Un chuintement de piano lumineux transperce ensuite la brume épaisse et la vie reprend son cours. Le monde valse devant nos yeux lénifiés. C’est l’Histoire avec un grand H qui défile ici. La conquête tranquille de l’Homme sur son berceau innocent. Nos assaillants s’évertuent pourtant à nous démontrer l’implacable simplicité de tout cela à travers des titres toujours plus justes. « All Blues » sonne comme une piqûre de rappel: tout ceci n’est effectivement que du Blues transcendé à l’extrême par la modalité nouvelle d’un jazz en état de grâce.

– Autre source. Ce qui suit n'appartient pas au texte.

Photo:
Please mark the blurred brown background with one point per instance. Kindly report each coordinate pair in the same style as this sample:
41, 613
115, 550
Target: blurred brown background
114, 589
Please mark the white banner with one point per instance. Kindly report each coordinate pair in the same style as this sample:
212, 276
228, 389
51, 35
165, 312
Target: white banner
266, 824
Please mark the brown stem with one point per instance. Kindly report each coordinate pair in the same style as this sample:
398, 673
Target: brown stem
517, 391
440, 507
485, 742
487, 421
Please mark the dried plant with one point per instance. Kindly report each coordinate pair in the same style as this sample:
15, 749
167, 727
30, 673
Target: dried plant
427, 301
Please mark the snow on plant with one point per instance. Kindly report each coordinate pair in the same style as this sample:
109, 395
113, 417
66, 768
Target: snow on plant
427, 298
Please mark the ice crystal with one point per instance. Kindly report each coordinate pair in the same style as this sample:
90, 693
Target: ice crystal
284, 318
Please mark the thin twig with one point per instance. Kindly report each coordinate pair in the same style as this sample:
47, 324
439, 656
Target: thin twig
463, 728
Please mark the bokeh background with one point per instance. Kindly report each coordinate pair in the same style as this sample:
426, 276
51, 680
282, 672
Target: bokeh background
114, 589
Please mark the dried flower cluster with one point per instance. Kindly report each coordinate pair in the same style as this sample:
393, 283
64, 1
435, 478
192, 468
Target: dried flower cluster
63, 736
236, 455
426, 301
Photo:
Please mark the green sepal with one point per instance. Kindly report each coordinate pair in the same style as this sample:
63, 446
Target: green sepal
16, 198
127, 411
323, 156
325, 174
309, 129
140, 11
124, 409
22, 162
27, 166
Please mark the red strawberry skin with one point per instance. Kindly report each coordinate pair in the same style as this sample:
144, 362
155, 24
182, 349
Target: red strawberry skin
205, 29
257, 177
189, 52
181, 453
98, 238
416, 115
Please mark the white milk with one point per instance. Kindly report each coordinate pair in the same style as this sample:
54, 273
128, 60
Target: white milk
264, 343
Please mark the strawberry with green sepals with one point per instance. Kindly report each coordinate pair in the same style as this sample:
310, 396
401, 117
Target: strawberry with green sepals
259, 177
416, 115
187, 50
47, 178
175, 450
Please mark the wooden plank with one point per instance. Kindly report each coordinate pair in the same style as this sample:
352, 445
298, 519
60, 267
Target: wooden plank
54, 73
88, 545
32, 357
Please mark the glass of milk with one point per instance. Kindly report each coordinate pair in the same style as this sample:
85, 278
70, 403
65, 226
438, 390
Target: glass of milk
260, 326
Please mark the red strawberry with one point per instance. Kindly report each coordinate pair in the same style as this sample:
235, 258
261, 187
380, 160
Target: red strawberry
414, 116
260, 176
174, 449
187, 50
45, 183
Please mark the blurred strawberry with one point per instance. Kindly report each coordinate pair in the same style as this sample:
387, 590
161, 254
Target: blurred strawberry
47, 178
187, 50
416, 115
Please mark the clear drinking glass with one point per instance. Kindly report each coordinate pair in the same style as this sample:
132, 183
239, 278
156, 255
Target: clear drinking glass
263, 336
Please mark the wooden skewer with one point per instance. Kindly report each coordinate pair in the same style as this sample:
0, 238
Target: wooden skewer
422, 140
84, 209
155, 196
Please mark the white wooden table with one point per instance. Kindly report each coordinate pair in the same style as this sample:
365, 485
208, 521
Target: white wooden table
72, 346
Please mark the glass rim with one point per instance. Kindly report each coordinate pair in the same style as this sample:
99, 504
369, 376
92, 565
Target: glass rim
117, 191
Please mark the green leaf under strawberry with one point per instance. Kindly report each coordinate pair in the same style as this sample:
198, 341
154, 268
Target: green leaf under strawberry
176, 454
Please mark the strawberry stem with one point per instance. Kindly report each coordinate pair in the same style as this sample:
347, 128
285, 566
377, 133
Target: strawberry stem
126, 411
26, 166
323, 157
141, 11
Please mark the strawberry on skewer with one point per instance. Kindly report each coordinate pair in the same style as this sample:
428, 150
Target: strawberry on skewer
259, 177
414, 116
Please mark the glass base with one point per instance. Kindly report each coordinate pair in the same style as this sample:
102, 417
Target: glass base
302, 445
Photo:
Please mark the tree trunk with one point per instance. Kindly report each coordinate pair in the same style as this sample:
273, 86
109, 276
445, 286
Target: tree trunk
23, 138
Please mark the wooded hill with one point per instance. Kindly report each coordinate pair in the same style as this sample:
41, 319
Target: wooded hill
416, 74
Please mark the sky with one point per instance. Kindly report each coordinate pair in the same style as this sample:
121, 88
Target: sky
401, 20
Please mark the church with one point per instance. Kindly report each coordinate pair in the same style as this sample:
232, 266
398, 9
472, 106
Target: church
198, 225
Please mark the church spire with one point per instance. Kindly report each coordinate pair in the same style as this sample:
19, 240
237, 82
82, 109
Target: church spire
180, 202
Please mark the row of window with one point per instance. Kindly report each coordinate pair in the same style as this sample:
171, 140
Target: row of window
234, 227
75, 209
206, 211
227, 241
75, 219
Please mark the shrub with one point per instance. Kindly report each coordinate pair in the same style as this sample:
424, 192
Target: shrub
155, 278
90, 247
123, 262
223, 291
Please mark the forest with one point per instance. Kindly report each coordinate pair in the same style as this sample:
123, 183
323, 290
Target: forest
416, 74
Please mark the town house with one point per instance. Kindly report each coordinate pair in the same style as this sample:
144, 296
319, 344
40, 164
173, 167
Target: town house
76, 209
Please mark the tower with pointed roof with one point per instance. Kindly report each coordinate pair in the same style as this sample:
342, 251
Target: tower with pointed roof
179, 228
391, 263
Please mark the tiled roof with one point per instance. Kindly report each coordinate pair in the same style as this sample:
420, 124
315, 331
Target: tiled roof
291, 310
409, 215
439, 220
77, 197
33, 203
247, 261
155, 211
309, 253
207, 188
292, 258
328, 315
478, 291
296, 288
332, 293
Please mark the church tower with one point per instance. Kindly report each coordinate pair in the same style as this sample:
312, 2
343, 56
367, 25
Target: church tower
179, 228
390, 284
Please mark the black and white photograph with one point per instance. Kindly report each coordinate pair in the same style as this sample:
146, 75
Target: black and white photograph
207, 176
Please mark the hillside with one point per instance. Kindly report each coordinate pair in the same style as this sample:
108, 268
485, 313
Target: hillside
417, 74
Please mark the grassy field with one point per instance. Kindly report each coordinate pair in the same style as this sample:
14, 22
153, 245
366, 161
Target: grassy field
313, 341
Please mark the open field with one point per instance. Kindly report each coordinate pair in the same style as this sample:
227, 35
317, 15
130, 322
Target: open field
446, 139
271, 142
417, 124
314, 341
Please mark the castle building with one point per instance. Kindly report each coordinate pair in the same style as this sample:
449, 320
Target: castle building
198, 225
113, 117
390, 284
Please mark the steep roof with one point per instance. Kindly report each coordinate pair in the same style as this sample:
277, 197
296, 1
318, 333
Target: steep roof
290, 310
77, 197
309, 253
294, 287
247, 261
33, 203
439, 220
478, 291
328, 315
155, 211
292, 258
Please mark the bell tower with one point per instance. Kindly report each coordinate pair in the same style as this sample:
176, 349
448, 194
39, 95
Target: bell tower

Le rythme retombe enfin car l’oeuvre est achevée ou presque. Le temps d’un dernier flamenco enivrant, les thèmes modulés du départ refont une brève apparition bercés par une ligne de basse nonchalante et cette trompette de l’enfer, perçante et rouillée. Le souffle est pur et ne cessera de nous interroger, de nous prouver l’étendu d’une grandeur Humaine oubliée. Les saxophones pleurent une gloire passée et une utopie future dans un monde ou l’ironie du sort est triomphante. Nulle demie mesure n’est possible devant cette étendue de musique. Les notes de piano s’égrènent lentement tandis que les musiciens prennent le chemin de la sortie.
La musique s’en va comme elle est venue et nous laisse pétrifiés dans une attente désormais éternelle. Le moment passé était d’une grandeur trop forte. Mais au contraire d’une beauté divine, surréaliste qu’on peut trouver dans du Beethove ou chez Mozart, tout ici est humain et transcende le réel sans jamais le rendre fade ou obsolète. Les musiciens eux même se rendaient compte que quelque chose était en train de se produire ici sans qu’ils pussent contrôler quoi que ce soit. Si Dieu n’a rien à voir là dedans, il est possible qu’un hasard panthéiste ait bien fait les choses pour une fois.